On Thursday evening, about 25 people attended a West Hollywood Planning Commission Design Review Subcommittee meeting about the revised design for a proposed mixed-use development project at 8555 Santa Monica Blvd. at West Knoll.
Several residents—primarily people who live near the site—spoke during the designated public comments period to raise concerns about the project. As a result, it was decided to hold an additional review meeting to address some of the issues raised, particularly with regard to green credits and parking.
A previous design of the project went to the Design Review Subcommittee in September 2012, when it was not advanced to the Planning Commission. Stephanie Reich, West Hollywood’s urban designer, and representatives from developer Soto Capital LP noted several changes that had been made to the design as a result of feedback given at the 2012 meeting.
Changes from the initial plans included reducing the amount of commercial space from 41,168 square feet to 34,116 square feet; reducing the number of residential units from 102 to 95; increasing the amount of “private open space” from 17, 853 square feet to 19,033 square feet; and reducing the number of parking spaces from 318 to 264. Additionally, city’s design review memo notes that the building has been pulled back from the property line to add “breathing room” between it and the adjacent Ramada. A courtyard has also been added.
“From a design review standpoint … This is an excellent project for this site,” Reich said. “The design is very well-done.”
Although many of the people who spoke during the public comments period said they felt that the new design was an improvement over the previous version, each raised objections or concerns. Several objected to the project’s size and appearance; many said it felt too large for the neighborhood and/or incompatible with the area’s character. Concerns were also raised about the parking configuration and green credits. Reich said that the city would thoroughly review the green credits allocated to ensure they were calculated correctly.
Irene Oppenheimer said the design wouldn’t fit in the neighborhood.
“The whole street has a kind of Spanish feel,” she said. “This design is clunky, it’s boxy … and it’s far too large.”
Two representatives of the Ramada made comments, which included raising concerns about the size of the project and its effect on views from Ramada rooms. Committee member John Altschul grew annoyed, particularly when he felt comments veered outside of the scope of the meeting, and had a tense exchange with one of the Ramada representatives.

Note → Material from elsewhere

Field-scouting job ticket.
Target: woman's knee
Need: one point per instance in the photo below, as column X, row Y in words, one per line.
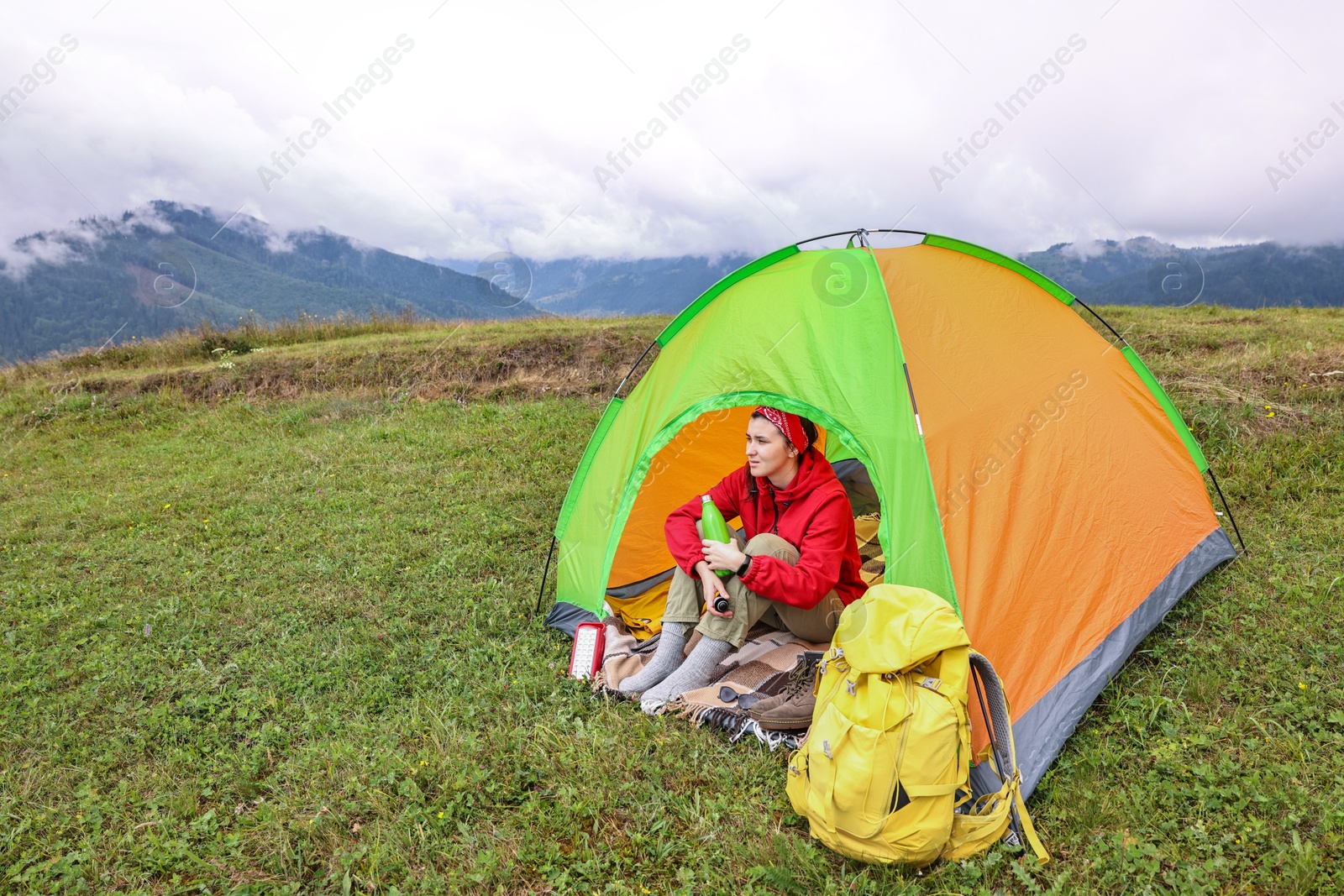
column 772, row 544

Without addressing anyone specific, Altschul also pushed back more generally to concerns about development.
“I don’t know what people expect,” he said, noting the high population of the L.A. area. “You can’t just move here and say now that I live here other people can’t … You can’t say, ‘I got mine, other people can’t get theirs.’ ”

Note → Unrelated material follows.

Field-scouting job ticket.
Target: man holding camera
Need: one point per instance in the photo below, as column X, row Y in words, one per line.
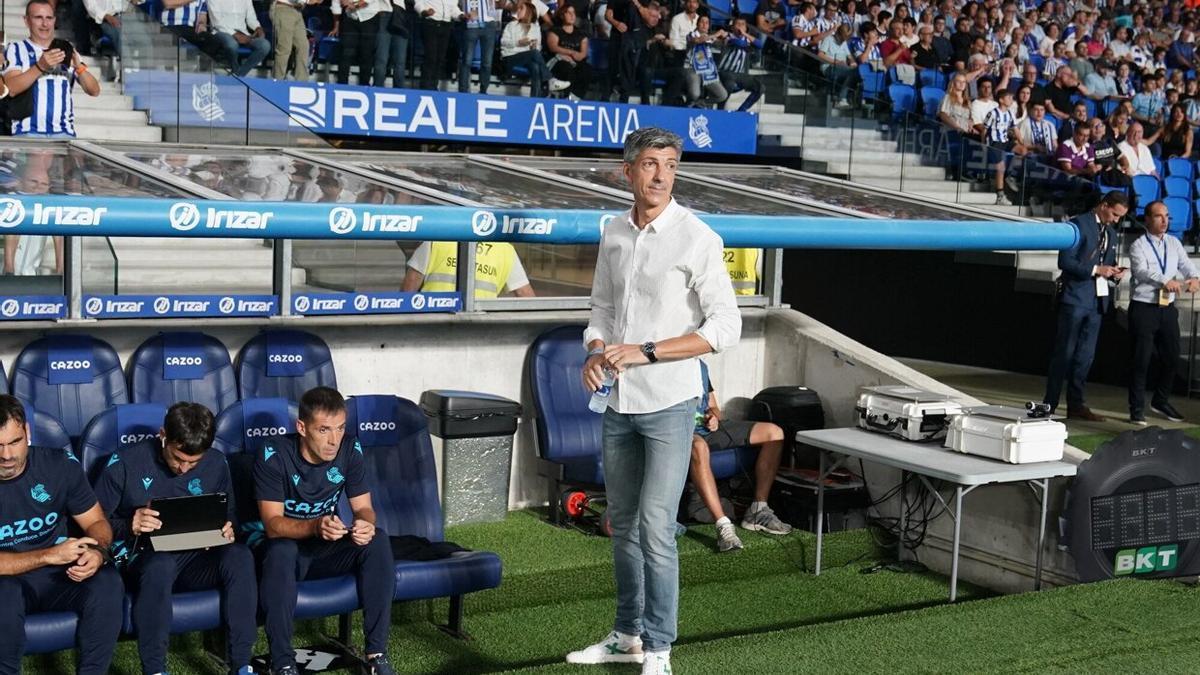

He said that there will be more density and more residential developments on WeHo’s major streets, and that the city will look different in five years.
Before the meeting adjourned, Reich noted that the proposed Melrose Triangle project, already approved by the design subcommittee, is on the agenda for the Planning Commission meeting next Thursday.
CORRECTION: A previous version of this story included a quote from Deane Kenworthy, whose comments were inadvertantly misrepresented. WEHOville.com regrets the error.